Web merchants sell items such as products, services, and data via the World Wide Web (“the Web”). Because most items sold by a web merchant result in a profit, measured by the amount by which the item's price exceeds its cost, web merchants have a strong incentive to increase the rate at which they sell items.
It is common for web merchants to design their web sites to include content that helps to draw interest to the web sites and to particular items in order to increase the number of customers that may buy these items. As an example, some web merchants include a bestseller list on their web sites.
A bestseller list is a list of items sold by the web merchant in the largest numbers during a preceding period of time. For example, a web merchant that sells books may display a list of the 100 books that sold the most copies over the preceding 24 hours. This list of books is typically sorted such that the book that sold the most copies is listed first, the book that sold the second-most number of copies is listed second, etc. Each book may also be accompanied by a value called “sales rank,” where a sales rank of 1 accompanies the book that sold the most copies, a sales rank of 2 accompanies the book that sold the second-most number of copies, etc.

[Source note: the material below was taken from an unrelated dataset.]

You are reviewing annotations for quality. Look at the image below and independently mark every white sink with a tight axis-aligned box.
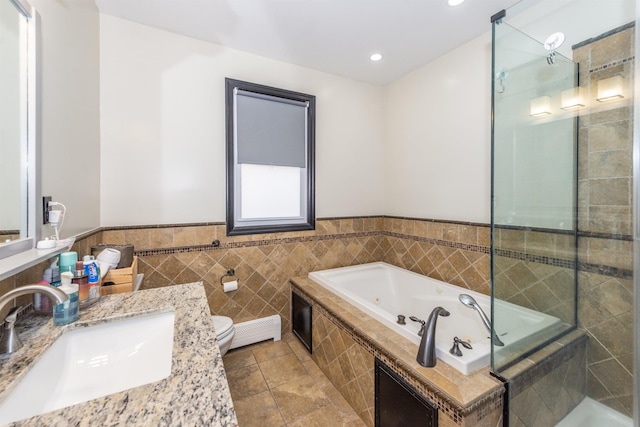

While bestseller lists can draw customer interest to books that are selling the largest numbers of copies, and thus have achieved the most substantial overall popularity, they also leave something to be desired. For example, because bestseller lists may be slow to change, they fail to reward customers that return to view them frequently, such as a number of times in a single day. This slow change rate also has the result of concentrating the promotional benefits on a few items, rather than distributing those benefits over a larger number of items. Additionally, bestseller lists reflect high-popularity items that have “made it,” rather than those whose popularity is growing, and are “up and corners.”
Accordingly, a feature on a merchant web site that overcame some or all of the aforementioned shortcomings of bestseller lists would have significant utility.